IRIS

By evidence (stephan moore + scott smallwood)

Deep Listening (DL 35-2007)

This two-disc collection offers an audio CD with works by evidence, and a DVD that uses this audio in collaboration with videos from “video artists, VJs, vusicians, live video performers, and time-based visualists…”

Successful electronic/computer music is multi-dimensional. Chamber &Host (track 4, audio; track 1, DVD) offers a sonic depth and intricacy that allows detail and line to be felt and heard. The companion video by David Lublin & Jack Turner is simple and mesmerizing, hooking me as though it had a plot with a twist.

IRIS moves from the static and motionless to puzzling rhythmic patterns, offering sound worlds and moving, dancing lines. Most of the videos are captivating, and would do well on large screens.

3 Solos

R. Murray Schafer

Annie Tremblay, soprano

Tim Brady, guitar

Brigitte Poulin, piano

Canadian Music Centre (CMCCD/DVD 12006)

Our friends from up north at the Canadian Music Centre offer another look at their composers, with R. Murray Schafer and 3 Solos.

Music for the Morning of the World sets the text of Rumi (translated into English) for soprano and 4-channel tape. The original analog tape was restored into digital by Tim Brady. The tape is spacious and meditative, with deliberate motions that conjure up images related to the text. Soprano Annie Tremblay navigates a demanding vocal line, not always convincingly. This isn’t her fault, but rather the result of some awkward leaps that are not idiomatic.

Tim Brady returns as guitarist for Le Cri de Merlin, a work composed for Norbert Kraft. This is the first recording/performance on electric guitar. Schafer’s score asks the performer to supply a recording of birds from their native country at the end of the piece.
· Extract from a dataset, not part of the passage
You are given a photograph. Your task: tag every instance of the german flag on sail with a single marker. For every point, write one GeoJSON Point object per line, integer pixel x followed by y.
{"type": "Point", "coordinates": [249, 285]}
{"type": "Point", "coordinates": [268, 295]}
Concluding this album of electronic music, is a work for solo piano composed for Janina Fialkowska and commissioned by the Canadian Broadcasting Corporation. Deluxe Suite, and all of Schafer’s works on this disc, moves from idea to idea in an improvisatory fashion, morphing between ideas with little preparation. Brigitte Poulin performs with remarkable skill.

Peter Scott Lewis

river shining through

Timothy Day, Marc Shapiro, Ciompi String Quartet, and Dorian Wind Quintet

Lapis Island Records 003

Peter Scott Lewis’s most recent release of his music on his own label Lapis Island Records is unassuming. All three performances are professional, the package is self-less and not a hint of inflated hyperbole inhabits the composer’s biography. This is all a relief from the barrage of over-dramatic, yet poorly produced homemade albums that sometimes inhabit my mailbox.
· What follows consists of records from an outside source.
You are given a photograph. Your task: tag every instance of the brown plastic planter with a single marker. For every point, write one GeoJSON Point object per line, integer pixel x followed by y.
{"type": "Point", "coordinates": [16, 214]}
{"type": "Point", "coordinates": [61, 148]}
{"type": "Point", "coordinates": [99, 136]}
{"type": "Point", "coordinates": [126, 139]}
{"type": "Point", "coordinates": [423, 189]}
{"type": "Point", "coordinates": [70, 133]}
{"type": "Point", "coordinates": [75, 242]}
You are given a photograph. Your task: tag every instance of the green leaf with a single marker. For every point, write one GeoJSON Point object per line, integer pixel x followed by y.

River Shining Through is well-crafted and engaging. Exploring ideal textures for string quartet, Lewis shows a knack for the medium. He gives the players some fun counterpoint through out, and spicy rhythmic ideas in the final two movements.

Lewis shows equal skill and intuition when writing for winds. Serenade for Winds is delightful and bouncy; with tender moments juxtaposed with driving chordal textures (“Serendipity”). Lewis’ works are full of contrast, alternating between complex harmonic motions and simple melodies.